Innovative mechanisms have been demanded to ensure up to $200bn (£130bn) is spent every year from 2035 on protecting global assets from the effects of climate change.
A report by engineering consultants Mott MacDonald said governments alone would be unable to fund the huge number of projects required as weather became more extreme.
Heatwaves, cyclones, droughts and floods will increase in frequency and intensity, wreaking havoc with vital infrastructure and having a knock-on effect on supply chains around the world, it warned.
Climate Change and Business Survival said the global economy could suffer $1trn in annual losses directly related to changing conditions within 20 years.
It said 20% of this figure should be dealt with as residual – to be picked up by businesses, insurance companies and society.
But expenditure of $200bn per year would be needed to create projects that could effectively eliminate the remaining $800bn of potential losses, according to Mott MacDonald.
“Key challenges are the allocation and management of risk and creating connectivity between the resilience planning and investment of multiple players,” said the report.
“New funding mechanisms are needed so governments, international institutions and the private sector can pool resources, and share and manage risk.
“Public and private sectors need to explore many more opportunities to mix funding, with governments acting to prevent loss of common services with perceived low economic value but high social or ecological value.”
The report warned that if solutions could not be found, governments may have to impose climate change resilience taxes.

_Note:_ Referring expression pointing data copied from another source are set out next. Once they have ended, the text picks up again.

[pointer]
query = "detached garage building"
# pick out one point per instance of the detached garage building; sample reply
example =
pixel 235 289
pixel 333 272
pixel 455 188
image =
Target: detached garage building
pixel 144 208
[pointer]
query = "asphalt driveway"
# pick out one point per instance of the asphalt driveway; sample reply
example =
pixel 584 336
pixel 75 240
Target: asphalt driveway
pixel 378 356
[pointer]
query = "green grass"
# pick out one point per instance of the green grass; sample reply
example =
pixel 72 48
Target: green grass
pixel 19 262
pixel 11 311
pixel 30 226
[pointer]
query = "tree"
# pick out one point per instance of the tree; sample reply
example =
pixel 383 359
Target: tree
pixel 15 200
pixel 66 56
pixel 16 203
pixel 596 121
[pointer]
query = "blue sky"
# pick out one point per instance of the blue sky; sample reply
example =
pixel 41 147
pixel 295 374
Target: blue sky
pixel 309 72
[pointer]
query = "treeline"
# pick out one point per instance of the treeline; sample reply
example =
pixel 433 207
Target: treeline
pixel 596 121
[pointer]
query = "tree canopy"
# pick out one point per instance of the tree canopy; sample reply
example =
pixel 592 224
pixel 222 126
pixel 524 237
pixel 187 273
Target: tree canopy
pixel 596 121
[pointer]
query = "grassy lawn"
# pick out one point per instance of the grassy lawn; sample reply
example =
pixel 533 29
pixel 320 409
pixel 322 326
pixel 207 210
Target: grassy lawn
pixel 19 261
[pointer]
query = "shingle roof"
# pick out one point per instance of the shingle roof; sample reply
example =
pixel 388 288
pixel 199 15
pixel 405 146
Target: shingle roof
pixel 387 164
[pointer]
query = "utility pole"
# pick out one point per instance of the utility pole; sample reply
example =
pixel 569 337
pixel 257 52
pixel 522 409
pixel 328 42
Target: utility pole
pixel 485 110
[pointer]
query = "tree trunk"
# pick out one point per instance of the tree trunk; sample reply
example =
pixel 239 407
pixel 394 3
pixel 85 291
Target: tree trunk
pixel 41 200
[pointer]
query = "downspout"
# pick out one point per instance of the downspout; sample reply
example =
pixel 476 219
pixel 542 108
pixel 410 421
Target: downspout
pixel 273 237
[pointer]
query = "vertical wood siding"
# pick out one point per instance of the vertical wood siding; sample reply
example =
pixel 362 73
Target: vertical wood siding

“Private sector organisations need to step up to the plate, being mindful that if they are not proactive in addressing the resilience funding gap, governments will have no choice but to impose purpose designed resilience levies,” it said.
Ian Allison, Mott MacDonald head of climate resilience as well as one of five report authors, told NCE much of the $200bn required each year would go on retrofitting existing infrastructure to make it suitable for future weather conditions, alongside designing resilience into new infrastructure.
“It is highly unlikely we can invest our way out of the impact of climate change,” Allison said. “We need to invest in making sure businesses are resilient in terms of withstanding extreme weather and recovering quickly from such events.”
This could mean making waste water treatment plants less likely to flood, for example, or it could mean relocating vital parts of the plant higher above sea level so the plant can be active again sooner after a flood.
The aim, where possible, is not to build defences to protect existing infrastructure, but to make the assets themselves more resilient.
The effects of damaged infrastructure can be extremely costly, the report said, with the relatively minor destruction of rail line in Dawlish, Devon, in storms last year (pictured) leading to more than £1bn of economic loss as a vital transport link was cut off.
Allison said he hoped the report would contribute to an ongoing debate about dealing with the impacts of climate change in the run up to the United Nations Climate Change Conference in Paris at the end of this year.
“A key theme in Paris will be mobilising private sector support,” said Allison.
“We are not the only ones talking about this. We can see that key [business leaders] are thinking that the private sector will have to shoulder more of the burden.
“We understand from talks with insurance brokers and finance companies that there is no shortage of investment capability.”
The report called for policy, finance, insurance and investment experts to come together to explore and develop innovative financial mechanisms to encourage private sector investment in resilience projects.
It added that the government should make climate resilience a planning requirement for infrastructure projects.